The previous method of passing in a single DRS file and container destination using positional arguments is still
supported.

Improvement to DRS localization in GCP papiv2beta backend

All DRS inputs to a task are now localized in a single PAPI action, which should improve speed and resolve
failures observed when attempting to localize a large number of DRS files.

Allow list for HTTP WDL resolution

Administrators can now configure Cromwell with an allow list that limits the domains from which WDLs can be resolved and imported.
Default behavior is unchanged (Cromwell attempts to resolve WDL files from any URI). Example configuration:

languages {
  WDL {
    http-allow-list {
      enabled: true
      allowed-http-hosts: [
        "my.wdl.repo.org",
        "raw.githubusercontent.com"
      ]
    }
  }
}

CWL implementation removed

This release removes the cwl top-level artifact. Some nonfunctional references may remain, and will be addressed over time.

For more information, see the Cromwell 79 release notes.

TES Improvments

• Tes system errors are are now reported in Cromwell execution logs when the TES backend returns a task error.

• Cromwell now attempts to translate disks attributes written for GCP into valid disk attributes for TES. For information on supported conversions, refer to the TES documentation.

Bug Fixes

• Reference disks are only mounted if configured in the workflow options.

• Recent docker images of Ubuntu use a new manifest format, ensure that these newer image versions can be pulled from Docker Registry without issue.

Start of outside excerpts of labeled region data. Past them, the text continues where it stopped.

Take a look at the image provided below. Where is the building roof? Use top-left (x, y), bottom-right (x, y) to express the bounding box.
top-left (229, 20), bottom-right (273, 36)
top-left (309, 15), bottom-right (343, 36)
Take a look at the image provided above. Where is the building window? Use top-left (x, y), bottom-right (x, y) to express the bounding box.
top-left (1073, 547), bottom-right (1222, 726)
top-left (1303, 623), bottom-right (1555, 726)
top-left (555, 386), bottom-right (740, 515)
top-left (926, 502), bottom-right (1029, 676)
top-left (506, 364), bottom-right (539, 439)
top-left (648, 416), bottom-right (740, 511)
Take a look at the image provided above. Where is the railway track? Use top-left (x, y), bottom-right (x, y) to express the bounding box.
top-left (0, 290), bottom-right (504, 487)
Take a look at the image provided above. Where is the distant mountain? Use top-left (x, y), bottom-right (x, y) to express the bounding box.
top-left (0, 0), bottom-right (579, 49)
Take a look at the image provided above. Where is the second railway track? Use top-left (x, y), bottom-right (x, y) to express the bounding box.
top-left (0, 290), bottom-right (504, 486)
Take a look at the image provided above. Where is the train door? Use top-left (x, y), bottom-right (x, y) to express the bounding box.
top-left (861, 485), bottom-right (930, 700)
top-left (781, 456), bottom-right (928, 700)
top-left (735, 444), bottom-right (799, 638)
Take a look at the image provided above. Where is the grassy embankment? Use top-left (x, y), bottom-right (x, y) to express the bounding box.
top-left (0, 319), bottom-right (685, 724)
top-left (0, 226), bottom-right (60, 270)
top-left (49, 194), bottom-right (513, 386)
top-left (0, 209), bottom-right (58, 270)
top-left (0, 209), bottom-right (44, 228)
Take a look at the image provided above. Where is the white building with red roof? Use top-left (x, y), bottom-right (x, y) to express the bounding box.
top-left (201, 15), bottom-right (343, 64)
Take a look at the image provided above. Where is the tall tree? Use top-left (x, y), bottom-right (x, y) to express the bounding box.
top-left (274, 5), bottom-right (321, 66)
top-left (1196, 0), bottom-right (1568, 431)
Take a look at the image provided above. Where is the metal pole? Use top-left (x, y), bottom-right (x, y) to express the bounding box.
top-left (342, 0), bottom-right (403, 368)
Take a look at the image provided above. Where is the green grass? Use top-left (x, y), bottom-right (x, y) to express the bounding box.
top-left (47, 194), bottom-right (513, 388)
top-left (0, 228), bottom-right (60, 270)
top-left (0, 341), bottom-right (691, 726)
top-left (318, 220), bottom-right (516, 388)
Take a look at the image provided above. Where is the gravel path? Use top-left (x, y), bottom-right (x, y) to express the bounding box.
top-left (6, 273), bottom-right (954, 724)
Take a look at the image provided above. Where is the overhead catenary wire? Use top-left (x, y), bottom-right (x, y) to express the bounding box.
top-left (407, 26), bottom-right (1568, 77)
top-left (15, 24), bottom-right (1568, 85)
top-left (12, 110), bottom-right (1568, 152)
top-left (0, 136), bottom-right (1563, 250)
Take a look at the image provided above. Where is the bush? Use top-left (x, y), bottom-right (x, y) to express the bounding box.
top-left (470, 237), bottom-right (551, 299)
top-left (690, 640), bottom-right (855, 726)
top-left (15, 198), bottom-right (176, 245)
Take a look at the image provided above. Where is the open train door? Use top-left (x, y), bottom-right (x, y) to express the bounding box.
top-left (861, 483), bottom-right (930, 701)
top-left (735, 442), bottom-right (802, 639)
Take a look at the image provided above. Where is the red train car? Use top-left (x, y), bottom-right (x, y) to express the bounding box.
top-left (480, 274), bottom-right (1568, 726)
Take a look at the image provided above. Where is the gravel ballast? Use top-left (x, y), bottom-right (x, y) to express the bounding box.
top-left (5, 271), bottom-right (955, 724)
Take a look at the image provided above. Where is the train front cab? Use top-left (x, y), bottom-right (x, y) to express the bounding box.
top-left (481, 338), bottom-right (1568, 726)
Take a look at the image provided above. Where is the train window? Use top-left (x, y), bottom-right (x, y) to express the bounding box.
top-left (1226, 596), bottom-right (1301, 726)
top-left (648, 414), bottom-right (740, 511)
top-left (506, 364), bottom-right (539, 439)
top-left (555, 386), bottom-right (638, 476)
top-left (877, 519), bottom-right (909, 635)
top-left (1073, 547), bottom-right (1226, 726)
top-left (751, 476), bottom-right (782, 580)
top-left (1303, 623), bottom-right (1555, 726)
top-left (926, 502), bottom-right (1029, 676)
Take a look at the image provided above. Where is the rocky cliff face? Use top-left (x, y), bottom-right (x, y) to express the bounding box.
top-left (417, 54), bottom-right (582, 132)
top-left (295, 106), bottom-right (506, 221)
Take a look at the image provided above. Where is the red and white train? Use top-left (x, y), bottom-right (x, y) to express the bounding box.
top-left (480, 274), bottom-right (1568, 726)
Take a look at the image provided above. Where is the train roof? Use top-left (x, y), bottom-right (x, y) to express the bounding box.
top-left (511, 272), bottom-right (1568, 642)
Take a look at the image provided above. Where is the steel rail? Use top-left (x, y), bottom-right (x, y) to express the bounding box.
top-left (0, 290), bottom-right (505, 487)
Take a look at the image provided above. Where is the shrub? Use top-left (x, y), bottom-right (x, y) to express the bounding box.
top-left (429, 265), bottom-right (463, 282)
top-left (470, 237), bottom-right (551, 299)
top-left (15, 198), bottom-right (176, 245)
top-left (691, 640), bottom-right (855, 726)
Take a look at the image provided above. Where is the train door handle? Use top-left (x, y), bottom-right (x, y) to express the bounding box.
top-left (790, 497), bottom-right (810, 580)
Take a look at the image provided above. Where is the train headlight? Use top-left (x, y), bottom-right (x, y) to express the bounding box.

• When converting ValueStore objects to strings for logging, we truncate long values to limit memory usage.

Security Patching

Updates to dependencies to fix security vulnerabilities.

84

84 Release Notes

CromIAM enabled user checks

For Cromwell instances utilizing the optional CromIAM identity and access management component, the following endpoints now verify that the calling user is enabled before forwarding the request.

• /api/workflows/v1/backends
• /api/womtool/v1/describe

This change makes the above endpoints consistent with the existing behavior of all the other endpoints in the /api/ path of CromIAM.

83

83 Release Notes

• Changes the type of several primary key columns in call caching tables from int to bigint. The database migration may be lengthy if your database contains a large amount of call caching data.

82

82 Release Notes

• Restored missing example configuration file
• Upgraded to latest version of the Google Cloud Storage NIO library (0.124.8)
• Cromwell will now finitely retry the following Google Cloud Storage I/O error.
  • Response code 400 bad request, message User project specified in the request is invalid
  • The default retry count is 5 and may be customized with system.io.number-of-attempts.